News

Actions

Man behind 'world's first gay country album' tours country nearly 50 years after first album release

Lavender Country
Posted at 7:25 PM, Mar 30, 2022
and last updated 2022-04-07 15:45:28-04

NASHVILLE, Tenn. (WTVF) — In his late 70s, one man has suddenly found himself touring the country playing songs he thought the world would never hear. Nearly 50 years after the release of his first album, he's just released a second, and he's now traveling Tennessee playing the music.

This is the story of a trailblazer, and the bold album that's his legacy.

What was country music in 1973? It was six weeks at number one for Conway Twitty, big hits for Loretta Lynn, three singles reaching number one for Merle Haggard.

In the midst of this country scene of '73, a very different country album was quietly released. It was an album called Lavender Country, an album self-titled after the band. The man behind the album is Patrick Haggerty.

"What was unique about it is it was the world's first gay country album," said Haggerty.

Growing up on a dairy farm in Washington, Haggerty's family knew he was gay, and they loved and accepted him. He said problems came later. He said when working for the Peace Corps, his sexuality was discovered.

"Next day I was on a plane to Washington DC to be processed out," said Haggerty. "It was that fast. That event changed my life."

When Haggerty began recording Lavender Country, it was a few years before the gay community found refuge in the late 70s disco scene. Haggerty's inspiration was music born in far quieter spaces.

"I grew up in a rural environment in 1955 on a cow farm," he said. "What was in me was country."

The release of the album came just a few years after the Stonewall riots, and Haggerty was ready to make a statement.

"One of the basic principles of coming out was, 'don't shut up,'" he said.

"The very idea we'd have an actual out-gay artist on the radio at that time, it probably would have raised Nashville up like an earthquake!" laughed out country singer Ty Herndon. "What a brave, brave man."

"Everybody was shocked by it," Haggerty remembered. "It was outrageous."

Haggerty knew releasing Lavender Country would mean giving up on moving to Nashville and any ambition of ending up on the Hot Country Billboard chart.

"But I chose to come out," he said. "Lavender Country had no chance for commercial success and so it died."

Then in 2014, someone uploaded a song from Lavender Country to YouTube. Suddenly, a label offered to reissue the album.

"I didn't believe them until they sent me a $300 advance and the check was good!" laughed Haggerty.

Purple or lavender is often a color associated with spring and a fresh start. With his own new album on the way, Herndon wonders if it's a new day for gay artists in country.

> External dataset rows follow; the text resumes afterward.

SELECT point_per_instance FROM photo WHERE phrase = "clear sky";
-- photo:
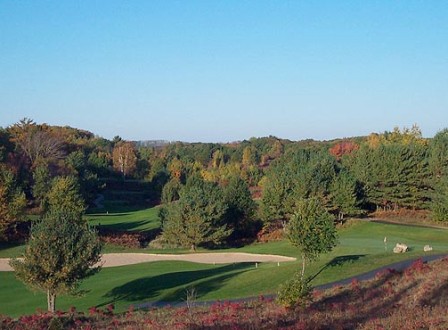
(225, 70)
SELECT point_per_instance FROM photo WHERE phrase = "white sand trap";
(123, 259)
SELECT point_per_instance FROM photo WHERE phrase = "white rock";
(427, 248)
(400, 248)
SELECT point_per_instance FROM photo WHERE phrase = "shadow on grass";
(125, 226)
(147, 288)
(338, 261)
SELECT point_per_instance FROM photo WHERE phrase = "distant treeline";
(353, 176)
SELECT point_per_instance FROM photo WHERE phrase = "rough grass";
(141, 220)
(414, 299)
(361, 249)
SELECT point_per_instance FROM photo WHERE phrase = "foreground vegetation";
(361, 249)
(413, 299)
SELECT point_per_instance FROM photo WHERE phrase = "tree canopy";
(61, 252)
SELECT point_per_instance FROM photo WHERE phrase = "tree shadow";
(146, 288)
(125, 226)
(338, 261)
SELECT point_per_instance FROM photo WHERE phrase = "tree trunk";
(51, 301)
(302, 275)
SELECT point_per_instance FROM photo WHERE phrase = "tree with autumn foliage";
(12, 202)
(61, 252)
(36, 141)
(124, 157)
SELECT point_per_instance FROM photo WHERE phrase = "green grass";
(361, 248)
(141, 220)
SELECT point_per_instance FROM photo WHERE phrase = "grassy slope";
(142, 220)
(361, 249)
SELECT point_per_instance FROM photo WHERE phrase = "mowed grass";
(361, 248)
(141, 220)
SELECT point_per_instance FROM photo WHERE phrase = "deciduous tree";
(61, 252)
(124, 157)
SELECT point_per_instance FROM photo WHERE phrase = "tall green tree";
(61, 252)
(345, 195)
(197, 217)
(311, 229)
(42, 183)
(64, 196)
(296, 175)
(12, 202)
(438, 163)
(240, 207)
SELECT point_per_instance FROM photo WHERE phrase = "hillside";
(413, 299)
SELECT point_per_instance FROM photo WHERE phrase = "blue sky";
(222, 71)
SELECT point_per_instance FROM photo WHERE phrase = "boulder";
(427, 248)
(400, 248)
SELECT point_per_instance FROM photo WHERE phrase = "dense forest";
(213, 193)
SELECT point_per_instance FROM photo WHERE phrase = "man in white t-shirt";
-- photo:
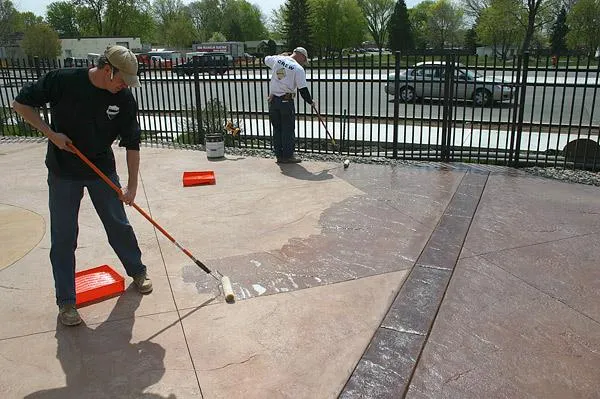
(287, 75)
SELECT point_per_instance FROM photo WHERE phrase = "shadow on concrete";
(103, 362)
(298, 172)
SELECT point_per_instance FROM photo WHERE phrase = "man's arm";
(133, 168)
(32, 116)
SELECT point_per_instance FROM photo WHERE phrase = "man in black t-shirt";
(90, 109)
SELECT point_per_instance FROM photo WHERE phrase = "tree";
(128, 18)
(8, 19)
(558, 33)
(217, 37)
(42, 41)
(207, 17)
(95, 12)
(242, 21)
(181, 33)
(337, 24)
(532, 15)
(444, 23)
(297, 29)
(537, 14)
(419, 17)
(165, 13)
(400, 29)
(584, 26)
(62, 17)
(495, 30)
(276, 23)
(377, 14)
(26, 19)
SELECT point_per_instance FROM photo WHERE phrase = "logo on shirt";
(280, 73)
(112, 111)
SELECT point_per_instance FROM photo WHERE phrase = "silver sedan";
(426, 80)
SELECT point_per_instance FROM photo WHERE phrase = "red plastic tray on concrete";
(99, 283)
(198, 178)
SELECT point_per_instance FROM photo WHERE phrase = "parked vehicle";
(211, 63)
(426, 80)
(74, 62)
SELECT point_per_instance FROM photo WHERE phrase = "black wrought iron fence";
(450, 106)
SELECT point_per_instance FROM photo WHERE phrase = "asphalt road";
(551, 98)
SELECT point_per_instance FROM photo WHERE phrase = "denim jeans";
(281, 115)
(64, 202)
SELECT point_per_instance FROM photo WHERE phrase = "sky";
(38, 7)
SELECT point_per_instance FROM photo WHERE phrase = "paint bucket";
(215, 145)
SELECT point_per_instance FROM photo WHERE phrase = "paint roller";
(346, 161)
(231, 129)
(224, 280)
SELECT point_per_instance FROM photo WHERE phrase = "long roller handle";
(325, 126)
(140, 210)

"Today in country music, we have artists on the radio that have #1s that are LGBTQ, and I never thought I'd see that day," said Herndon.

"Now I have this hat of being the father of a new genre called gay country which is exploding," smiled Haggerty. "It's an incomprehensibly and astonishingly beautiful experience here at the end of my life."

Lavender Country's new album is called Blackberry Rose and was released last month, nearly 50 years after the first album's release.